All of Microsoft, Google, Amazon and Meta reported this week. Outside of their core businesses, the thing we were focused on is the amount of capex they are all spending around building out their own AI capabilities. They all need to spend, for different reasons – for Meta it’s about using AI to mitigate some of the advertising performance issues they had as a result of Apple’s privacy regulations; for Microsoft, AI leadership ensures they attract the next wave of new businesses into their software ecosystem. For each of Google, Microsoft and Amazon, selling Generative AI capabilities is one way they are trying to attract the next new growth customers to their cloud services. They are all in a race to invest, or risk falling behind. 
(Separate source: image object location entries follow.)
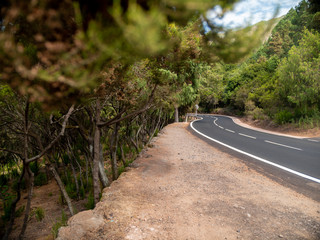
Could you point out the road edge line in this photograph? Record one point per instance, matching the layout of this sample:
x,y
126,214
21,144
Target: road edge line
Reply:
x,y
255,157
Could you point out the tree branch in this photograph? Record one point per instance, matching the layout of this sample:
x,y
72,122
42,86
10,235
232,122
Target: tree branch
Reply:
x,y
116,119
54,140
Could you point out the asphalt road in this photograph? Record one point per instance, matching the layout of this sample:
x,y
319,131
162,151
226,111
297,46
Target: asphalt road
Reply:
x,y
299,156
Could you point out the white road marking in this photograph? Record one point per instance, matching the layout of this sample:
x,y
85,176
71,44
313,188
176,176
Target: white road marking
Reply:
x,y
230,130
256,157
282,145
247,136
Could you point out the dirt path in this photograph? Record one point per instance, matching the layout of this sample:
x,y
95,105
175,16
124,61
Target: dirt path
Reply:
x,y
183,188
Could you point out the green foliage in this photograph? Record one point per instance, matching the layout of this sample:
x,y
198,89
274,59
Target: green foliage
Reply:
x,y
34,166
283,117
40,179
39,213
282,74
59,223
90,202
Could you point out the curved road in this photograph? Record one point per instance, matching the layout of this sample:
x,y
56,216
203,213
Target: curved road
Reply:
x,y
300,156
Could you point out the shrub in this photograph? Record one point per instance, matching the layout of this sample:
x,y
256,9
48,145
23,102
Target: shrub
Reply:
x,y
90,203
39,213
60,223
283,117
40,179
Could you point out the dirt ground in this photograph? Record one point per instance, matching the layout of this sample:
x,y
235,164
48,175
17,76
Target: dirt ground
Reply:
x,y
47,198
183,188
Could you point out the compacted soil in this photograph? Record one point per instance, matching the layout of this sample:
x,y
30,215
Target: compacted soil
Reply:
x,y
183,188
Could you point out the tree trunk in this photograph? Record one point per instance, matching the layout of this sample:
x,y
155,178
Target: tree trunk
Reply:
x,y
62,188
155,128
28,206
176,114
113,151
13,207
123,157
75,177
96,154
102,175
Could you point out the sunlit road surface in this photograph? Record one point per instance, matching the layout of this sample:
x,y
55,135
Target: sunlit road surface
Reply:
x,y
299,156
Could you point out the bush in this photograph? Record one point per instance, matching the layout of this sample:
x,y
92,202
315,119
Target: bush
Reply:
x,y
3,180
60,223
71,190
283,117
39,213
34,166
40,179
15,184
90,203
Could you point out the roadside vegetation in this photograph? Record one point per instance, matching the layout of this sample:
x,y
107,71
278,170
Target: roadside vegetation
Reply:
x,y
84,88
280,81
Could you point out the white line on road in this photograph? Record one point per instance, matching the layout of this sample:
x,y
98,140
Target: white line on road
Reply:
x,y
282,145
230,130
256,157
247,136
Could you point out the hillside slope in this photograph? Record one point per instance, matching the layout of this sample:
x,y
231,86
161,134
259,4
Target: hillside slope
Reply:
x,y
183,188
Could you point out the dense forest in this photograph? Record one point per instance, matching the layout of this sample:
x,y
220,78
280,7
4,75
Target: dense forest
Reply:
x,y
85,86
280,81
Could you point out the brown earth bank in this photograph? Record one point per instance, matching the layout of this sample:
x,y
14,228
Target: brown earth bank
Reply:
x,y
183,188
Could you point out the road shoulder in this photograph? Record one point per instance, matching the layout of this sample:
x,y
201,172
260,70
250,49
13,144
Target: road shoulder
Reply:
x,y
183,188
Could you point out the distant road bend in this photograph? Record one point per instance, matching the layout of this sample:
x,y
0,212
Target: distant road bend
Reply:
x,y
300,156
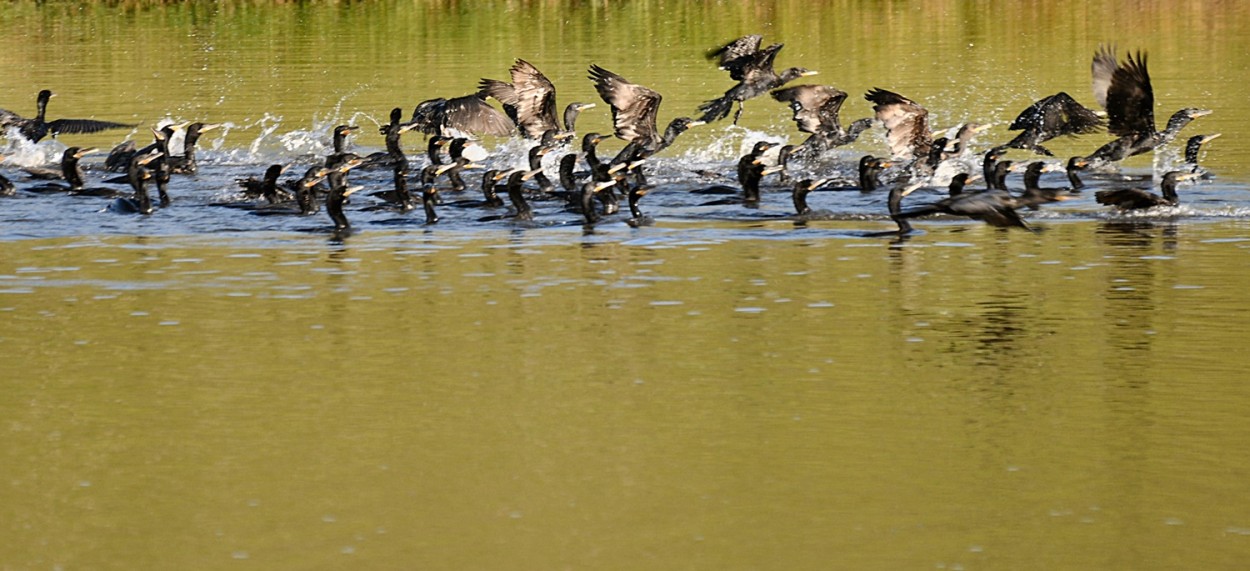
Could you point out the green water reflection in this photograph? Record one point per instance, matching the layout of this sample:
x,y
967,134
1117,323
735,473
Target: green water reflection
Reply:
x,y
985,399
AI is costly – the servers that are used in training and inference have a huge amount more semiconductor content in them and are multiples the cost of standard enterprise servers. Meta alluded to capex going higher (it is already spending >$30bn this year); Google guided 2023 capex modestly higher than previously; and Amazon is shifting spend from its transport and logistics and adding more dollars to AI and LLMs. 

In the portfolio we benefit from the capex spend on servers and network infrastructure through the semiconductor content (CPUs and GPUs through AMD and Nvidia, both of whom make their chips at TSMC, and further down the chain benefitting the semi cap equipment companies which are all needed to make these leading chips). 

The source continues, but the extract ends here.